1. The Motley Fool Stock Advisor

The Motley Fool

What would you expect from an investment newsletter that ranks number one among the best investment newsletters? Outstanding performance, excellent transparency and fair pricing? The Motley Fool Stock Advisor has all of it.

As of July 24, 2023, the performance since inception is at +500%, with over 175 of all stock recommendations up by more than 100%.

The Motley Fool also delivers in terms of transparency and provides even new subscribers full access to all previous stock picks. This way, you can log in to the member dashboard and go back in time, analyzing all previous recommendations and deciding whether to add some of the older stock picks to build up the portfolio.

For sure, it would be great if the newsletter would be available for free, but it isn’t. Instead, there is an annual subscription fee of $199.

The good news is that new members can currently subscribe with a discount of $120 and join for $89 in the first year. Twelve months are long enough to build your opinion on the service to decide to continue subscribing or to cancel your subscription before it renews.

$89 In the First Year Instead of $199 for New Members

2. The Oxford Communiqué

The Oxford Communique newsletter

The Oxford Communiqué is a monthly investment newsletter published by The Oxford Club, an international network of knowledgeable investors and entrepreneurs with over 157,000 members in 130 countries. Since its inception in December 2000, The Oxford Communiqué stock picks outperformed the S&P 500 greatly.

Their website indicates, that the S&P 500 gained on average 10.74%, while The Oxford Communiqué stock picks generated an average return of 23.61% since the year 2000. The typical holding period ranges from a few months to a couple of years. This makes the newsletter primarily suitable for long-term investors.

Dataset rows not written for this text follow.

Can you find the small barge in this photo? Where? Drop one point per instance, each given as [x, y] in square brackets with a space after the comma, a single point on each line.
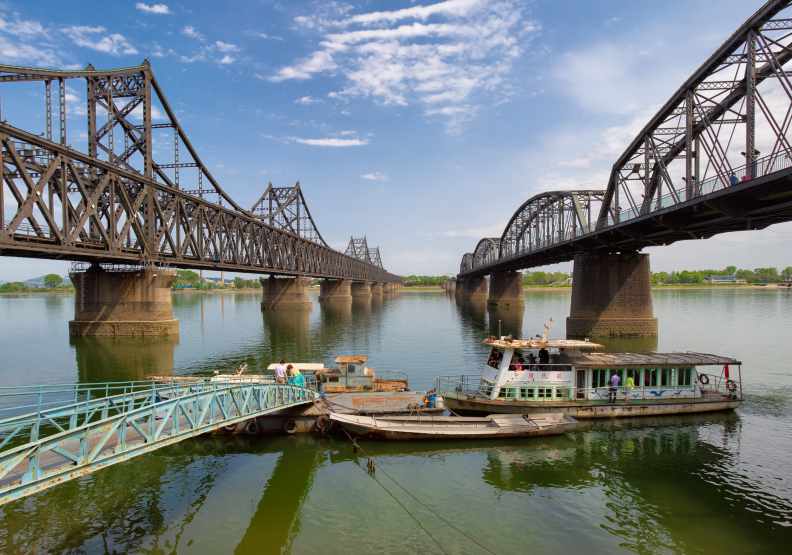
[496, 426]
[569, 377]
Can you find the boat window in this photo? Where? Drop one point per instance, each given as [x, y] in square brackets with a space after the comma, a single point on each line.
[599, 377]
[517, 362]
[495, 357]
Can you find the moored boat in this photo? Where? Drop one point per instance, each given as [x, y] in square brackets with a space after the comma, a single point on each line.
[455, 427]
[570, 377]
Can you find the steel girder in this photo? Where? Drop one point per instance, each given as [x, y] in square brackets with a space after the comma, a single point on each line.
[75, 439]
[119, 204]
[71, 206]
[285, 208]
[730, 120]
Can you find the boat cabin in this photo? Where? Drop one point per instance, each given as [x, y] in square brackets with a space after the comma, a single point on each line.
[352, 374]
[542, 370]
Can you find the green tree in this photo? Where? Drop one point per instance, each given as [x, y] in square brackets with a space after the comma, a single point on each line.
[52, 281]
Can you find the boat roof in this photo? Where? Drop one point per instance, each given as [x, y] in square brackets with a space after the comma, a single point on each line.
[354, 359]
[611, 360]
[539, 343]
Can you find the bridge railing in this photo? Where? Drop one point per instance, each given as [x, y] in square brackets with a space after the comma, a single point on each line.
[766, 165]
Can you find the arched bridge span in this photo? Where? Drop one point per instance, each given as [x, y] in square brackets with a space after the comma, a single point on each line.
[717, 157]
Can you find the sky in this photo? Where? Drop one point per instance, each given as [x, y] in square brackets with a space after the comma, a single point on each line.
[420, 124]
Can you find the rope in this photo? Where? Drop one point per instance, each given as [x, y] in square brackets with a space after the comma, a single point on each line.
[420, 502]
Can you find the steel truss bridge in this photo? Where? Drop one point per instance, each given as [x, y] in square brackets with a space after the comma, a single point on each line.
[717, 157]
[113, 202]
[62, 432]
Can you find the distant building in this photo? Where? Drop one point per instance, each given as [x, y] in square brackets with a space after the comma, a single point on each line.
[724, 280]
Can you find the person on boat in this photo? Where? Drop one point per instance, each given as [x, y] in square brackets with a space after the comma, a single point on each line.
[295, 376]
[614, 388]
[629, 386]
[280, 372]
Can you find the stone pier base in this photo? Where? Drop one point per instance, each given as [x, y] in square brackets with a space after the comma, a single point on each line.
[505, 290]
[284, 292]
[123, 303]
[361, 290]
[335, 291]
[611, 296]
[472, 288]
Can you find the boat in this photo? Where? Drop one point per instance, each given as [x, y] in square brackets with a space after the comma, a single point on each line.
[573, 377]
[352, 375]
[495, 426]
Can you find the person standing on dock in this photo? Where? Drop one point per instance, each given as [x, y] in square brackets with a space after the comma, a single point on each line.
[614, 388]
[280, 372]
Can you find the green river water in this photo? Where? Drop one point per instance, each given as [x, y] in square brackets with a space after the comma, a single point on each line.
[699, 484]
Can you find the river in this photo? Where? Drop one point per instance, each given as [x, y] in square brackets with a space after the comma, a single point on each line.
[699, 484]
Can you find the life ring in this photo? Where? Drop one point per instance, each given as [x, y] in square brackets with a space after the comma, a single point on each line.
[321, 424]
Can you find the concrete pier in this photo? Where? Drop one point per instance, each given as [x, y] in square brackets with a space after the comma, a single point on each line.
[335, 291]
[611, 296]
[505, 290]
[123, 303]
[472, 288]
[361, 290]
[284, 292]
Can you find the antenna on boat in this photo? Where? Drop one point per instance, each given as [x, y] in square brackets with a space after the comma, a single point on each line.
[548, 325]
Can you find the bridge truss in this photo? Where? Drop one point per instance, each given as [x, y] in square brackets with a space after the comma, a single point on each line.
[94, 426]
[716, 157]
[117, 202]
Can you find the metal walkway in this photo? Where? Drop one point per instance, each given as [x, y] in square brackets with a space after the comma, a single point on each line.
[50, 434]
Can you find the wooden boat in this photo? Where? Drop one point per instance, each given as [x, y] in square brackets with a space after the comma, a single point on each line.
[494, 426]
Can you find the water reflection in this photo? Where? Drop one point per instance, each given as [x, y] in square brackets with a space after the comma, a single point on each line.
[123, 358]
[505, 320]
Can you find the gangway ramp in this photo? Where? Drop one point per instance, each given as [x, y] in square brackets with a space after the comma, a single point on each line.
[59, 433]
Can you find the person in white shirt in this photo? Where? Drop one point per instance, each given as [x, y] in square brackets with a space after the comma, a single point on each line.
[280, 372]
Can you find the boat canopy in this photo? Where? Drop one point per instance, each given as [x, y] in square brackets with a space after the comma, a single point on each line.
[351, 359]
[649, 360]
[540, 343]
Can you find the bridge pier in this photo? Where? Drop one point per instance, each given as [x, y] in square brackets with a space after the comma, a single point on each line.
[335, 291]
[284, 292]
[123, 303]
[361, 291]
[611, 296]
[472, 288]
[505, 290]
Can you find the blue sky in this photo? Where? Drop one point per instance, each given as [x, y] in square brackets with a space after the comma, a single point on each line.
[422, 124]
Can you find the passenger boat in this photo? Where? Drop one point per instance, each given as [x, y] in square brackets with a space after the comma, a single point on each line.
[540, 375]
[494, 426]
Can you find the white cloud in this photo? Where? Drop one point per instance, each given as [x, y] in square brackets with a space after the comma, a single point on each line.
[225, 47]
[450, 64]
[307, 100]
[332, 142]
[95, 39]
[191, 32]
[157, 9]
[374, 176]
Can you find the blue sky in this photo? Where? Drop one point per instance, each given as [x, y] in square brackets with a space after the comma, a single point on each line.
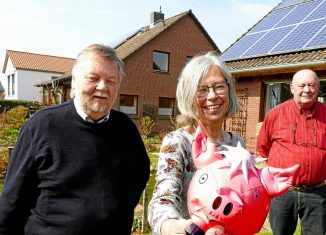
[64, 27]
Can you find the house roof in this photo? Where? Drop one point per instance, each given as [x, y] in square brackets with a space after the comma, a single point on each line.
[38, 62]
[1, 88]
[253, 53]
[274, 62]
[139, 38]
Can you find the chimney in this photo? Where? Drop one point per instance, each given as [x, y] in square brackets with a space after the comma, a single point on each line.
[156, 17]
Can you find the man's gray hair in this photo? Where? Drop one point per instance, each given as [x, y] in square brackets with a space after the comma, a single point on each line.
[103, 51]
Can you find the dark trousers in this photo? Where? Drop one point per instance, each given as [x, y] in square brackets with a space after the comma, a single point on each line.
[310, 207]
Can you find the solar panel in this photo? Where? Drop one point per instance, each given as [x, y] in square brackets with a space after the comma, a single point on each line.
[300, 36]
[270, 21]
[319, 39]
[268, 41]
[298, 14]
[320, 12]
[298, 25]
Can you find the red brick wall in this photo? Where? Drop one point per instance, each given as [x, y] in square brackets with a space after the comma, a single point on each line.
[184, 38]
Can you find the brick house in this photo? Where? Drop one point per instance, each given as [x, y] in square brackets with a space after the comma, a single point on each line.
[263, 60]
[23, 69]
[154, 56]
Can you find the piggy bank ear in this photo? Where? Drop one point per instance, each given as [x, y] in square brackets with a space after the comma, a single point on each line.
[199, 143]
[276, 180]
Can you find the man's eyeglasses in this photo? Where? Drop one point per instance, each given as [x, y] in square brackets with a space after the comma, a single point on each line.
[218, 88]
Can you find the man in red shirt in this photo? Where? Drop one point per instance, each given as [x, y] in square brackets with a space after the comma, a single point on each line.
[294, 132]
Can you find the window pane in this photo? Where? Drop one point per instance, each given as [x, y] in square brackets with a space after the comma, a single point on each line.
[160, 61]
[129, 104]
[166, 107]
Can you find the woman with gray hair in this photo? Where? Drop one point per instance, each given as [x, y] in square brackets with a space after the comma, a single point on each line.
[206, 97]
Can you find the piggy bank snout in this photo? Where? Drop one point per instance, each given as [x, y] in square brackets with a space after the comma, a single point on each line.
[227, 208]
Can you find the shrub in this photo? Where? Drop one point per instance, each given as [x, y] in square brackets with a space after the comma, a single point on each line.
[10, 124]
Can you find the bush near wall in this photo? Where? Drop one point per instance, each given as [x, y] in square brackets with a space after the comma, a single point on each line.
[6, 105]
[10, 124]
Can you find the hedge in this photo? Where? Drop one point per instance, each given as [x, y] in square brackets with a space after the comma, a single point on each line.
[6, 105]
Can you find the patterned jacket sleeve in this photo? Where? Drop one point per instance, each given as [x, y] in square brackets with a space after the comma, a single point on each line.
[167, 200]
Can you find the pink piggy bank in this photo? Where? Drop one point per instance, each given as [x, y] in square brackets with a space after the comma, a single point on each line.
[228, 190]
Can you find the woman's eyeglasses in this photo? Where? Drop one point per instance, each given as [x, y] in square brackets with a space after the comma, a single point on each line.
[218, 88]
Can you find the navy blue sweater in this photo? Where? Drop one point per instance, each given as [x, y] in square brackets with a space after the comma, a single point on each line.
[68, 176]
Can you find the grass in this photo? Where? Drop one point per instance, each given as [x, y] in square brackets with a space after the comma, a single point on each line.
[1, 185]
[151, 183]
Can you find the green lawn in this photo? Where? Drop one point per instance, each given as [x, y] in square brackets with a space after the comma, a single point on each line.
[1, 185]
[151, 184]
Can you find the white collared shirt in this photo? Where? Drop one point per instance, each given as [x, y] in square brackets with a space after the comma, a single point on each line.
[84, 116]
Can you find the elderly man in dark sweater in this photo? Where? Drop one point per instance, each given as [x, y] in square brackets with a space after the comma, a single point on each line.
[79, 167]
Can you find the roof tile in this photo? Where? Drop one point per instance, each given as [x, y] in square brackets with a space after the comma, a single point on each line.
[48, 63]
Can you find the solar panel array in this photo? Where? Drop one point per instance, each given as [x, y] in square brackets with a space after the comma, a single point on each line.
[295, 27]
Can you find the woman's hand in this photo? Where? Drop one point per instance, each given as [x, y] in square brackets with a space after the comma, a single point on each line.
[174, 226]
[178, 226]
[218, 230]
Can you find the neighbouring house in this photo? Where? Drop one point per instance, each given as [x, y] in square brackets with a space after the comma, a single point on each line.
[23, 70]
[154, 56]
[263, 60]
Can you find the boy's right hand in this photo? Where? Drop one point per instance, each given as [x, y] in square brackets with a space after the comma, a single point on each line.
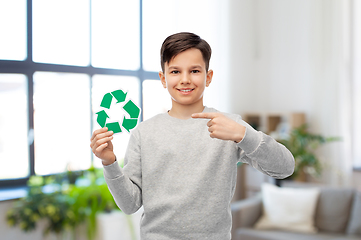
[102, 146]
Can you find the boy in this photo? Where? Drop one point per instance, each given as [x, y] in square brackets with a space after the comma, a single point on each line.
[181, 165]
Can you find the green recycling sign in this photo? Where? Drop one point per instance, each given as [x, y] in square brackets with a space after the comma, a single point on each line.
[117, 100]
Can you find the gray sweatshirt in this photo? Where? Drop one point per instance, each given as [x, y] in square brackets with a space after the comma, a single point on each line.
[185, 179]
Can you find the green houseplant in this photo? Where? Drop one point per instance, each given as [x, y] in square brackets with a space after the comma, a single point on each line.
[64, 201]
[303, 144]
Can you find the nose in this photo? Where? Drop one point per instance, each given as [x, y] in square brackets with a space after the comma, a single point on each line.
[185, 79]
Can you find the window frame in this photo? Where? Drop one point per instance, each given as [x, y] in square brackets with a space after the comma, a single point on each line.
[28, 67]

Subscribers get access to a well-structured dashboard, including a getting started section, the newest and all previously released reports, four model portfolios, a video series, and more. The monthly newsletter is available via email and within the user dashboard. It’s also possible to download the newsletter as a PDF file.

Alexander Green, Chief Investment Strategies at The Oxford Club, provides insights into the recent portfolio adjustments, and the Quantitative Strategist Nicholas Vardy provides insights within the Building Wealth section. The newsletter costs $249 per year.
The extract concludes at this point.